Accordingly, a meta-analysis showed that the addition of GLP-1RA to SGLT2i was superior in HbA1c reduction, body weight loss, and lowering of SBP, TC, and LDL-C to SGLT2i alone [
14]. Furthermore, a systematic review also showed that the combination reduced HbA1c, body weight, and SBP significantly more than either drug alone [
15].
Retrospective studies showed similar results regarding combination therapy. For example, in the study of 79 patients, the combination therapy for 3 to 6 months significantly reduced HbA1c and body weight by 1.05% and 3.07 kg, respectively [
8]. Likewise, adding dapagliflozin to GLP-1RA in 109 for a median of 10.9 months resulted in a 0.69% reduction in HbA1c and 2.4 kg reduction in weight [
7]. Another Spanish study showed that the combination therapy reduced HbA1c by 1.1% and weight by 3.5 kg weight loss in 212 patients for 16.4±6.5 months [
9]. Accordingly, our study showed significant improvement in HbA1c, weight, SBP, and cholesterol levels.

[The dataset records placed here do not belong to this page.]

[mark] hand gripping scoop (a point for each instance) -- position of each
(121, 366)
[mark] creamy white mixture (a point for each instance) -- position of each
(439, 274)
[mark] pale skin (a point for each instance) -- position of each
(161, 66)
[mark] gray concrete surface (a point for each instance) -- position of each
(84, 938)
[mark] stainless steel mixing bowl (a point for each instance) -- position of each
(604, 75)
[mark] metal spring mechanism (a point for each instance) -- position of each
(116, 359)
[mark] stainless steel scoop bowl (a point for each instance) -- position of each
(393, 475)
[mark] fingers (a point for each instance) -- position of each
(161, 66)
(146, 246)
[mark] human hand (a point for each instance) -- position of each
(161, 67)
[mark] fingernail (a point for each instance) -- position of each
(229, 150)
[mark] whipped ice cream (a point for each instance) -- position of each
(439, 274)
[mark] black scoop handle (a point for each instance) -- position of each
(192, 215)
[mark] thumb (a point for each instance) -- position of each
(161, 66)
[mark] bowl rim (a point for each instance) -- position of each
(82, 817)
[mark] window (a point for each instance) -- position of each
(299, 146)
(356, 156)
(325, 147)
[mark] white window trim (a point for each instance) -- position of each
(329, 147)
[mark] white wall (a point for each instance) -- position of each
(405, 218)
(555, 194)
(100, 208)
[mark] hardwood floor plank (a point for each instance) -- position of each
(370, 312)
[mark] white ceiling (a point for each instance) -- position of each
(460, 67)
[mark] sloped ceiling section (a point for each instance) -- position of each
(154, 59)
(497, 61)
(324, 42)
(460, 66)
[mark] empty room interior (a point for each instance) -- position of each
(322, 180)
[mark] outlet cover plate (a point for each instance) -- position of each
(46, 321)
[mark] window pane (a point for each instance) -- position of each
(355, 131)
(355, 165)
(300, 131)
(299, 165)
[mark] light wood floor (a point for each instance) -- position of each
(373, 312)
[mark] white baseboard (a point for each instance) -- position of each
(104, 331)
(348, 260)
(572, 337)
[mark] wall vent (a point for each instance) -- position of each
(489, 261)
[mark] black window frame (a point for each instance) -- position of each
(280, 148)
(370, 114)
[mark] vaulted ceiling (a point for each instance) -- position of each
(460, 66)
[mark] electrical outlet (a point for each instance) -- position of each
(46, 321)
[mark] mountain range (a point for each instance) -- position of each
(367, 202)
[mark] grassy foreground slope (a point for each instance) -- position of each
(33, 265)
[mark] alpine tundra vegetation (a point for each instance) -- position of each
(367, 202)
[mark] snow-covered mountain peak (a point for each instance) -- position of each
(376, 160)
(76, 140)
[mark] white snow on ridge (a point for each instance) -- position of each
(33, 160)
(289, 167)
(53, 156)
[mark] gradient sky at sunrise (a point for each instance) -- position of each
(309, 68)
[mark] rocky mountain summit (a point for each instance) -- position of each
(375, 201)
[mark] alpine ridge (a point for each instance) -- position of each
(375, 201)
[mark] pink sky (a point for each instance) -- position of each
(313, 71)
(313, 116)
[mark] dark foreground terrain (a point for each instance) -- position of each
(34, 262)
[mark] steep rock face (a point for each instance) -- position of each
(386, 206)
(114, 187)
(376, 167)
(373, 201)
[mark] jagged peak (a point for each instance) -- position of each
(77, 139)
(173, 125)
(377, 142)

The incidence of adverse events was similar to previous real-world studies [
7,
9]. However, no genital infection events were recorded, and most of the events were gastrointestinal and injection site problems associated with dulaglutide. The exclusion of fourteen patients who discontinued the combination therapy due to adverse events during the selection process could be the reason for this finding.
The limitations of this study are as follows. First, this study was conducted without a comparison arm. Second, concurrent use of other anti-diabetic, anti-hypertensive, and lipid-lowering agents might have affected the results. Third, because adverse events were only retrospectively reviewed from medical records, missed events might be present. Lastly, only Korean patients from one institution were included in the analysis.
Despite such limitations, to our knowledge, this is the first to analyze the effectiveness of the SGLT2i and GLP-1RA combination in Asian patients in real-world practice. Also, all study patients continued the combination therapy for more than 1 year, longer than most previous studies, providing evidence for long-term efficacy and safety.
In conclusion, SGLT2i and GLP-1RA combination is effective and tolerable in T2DM patients in real-world practice.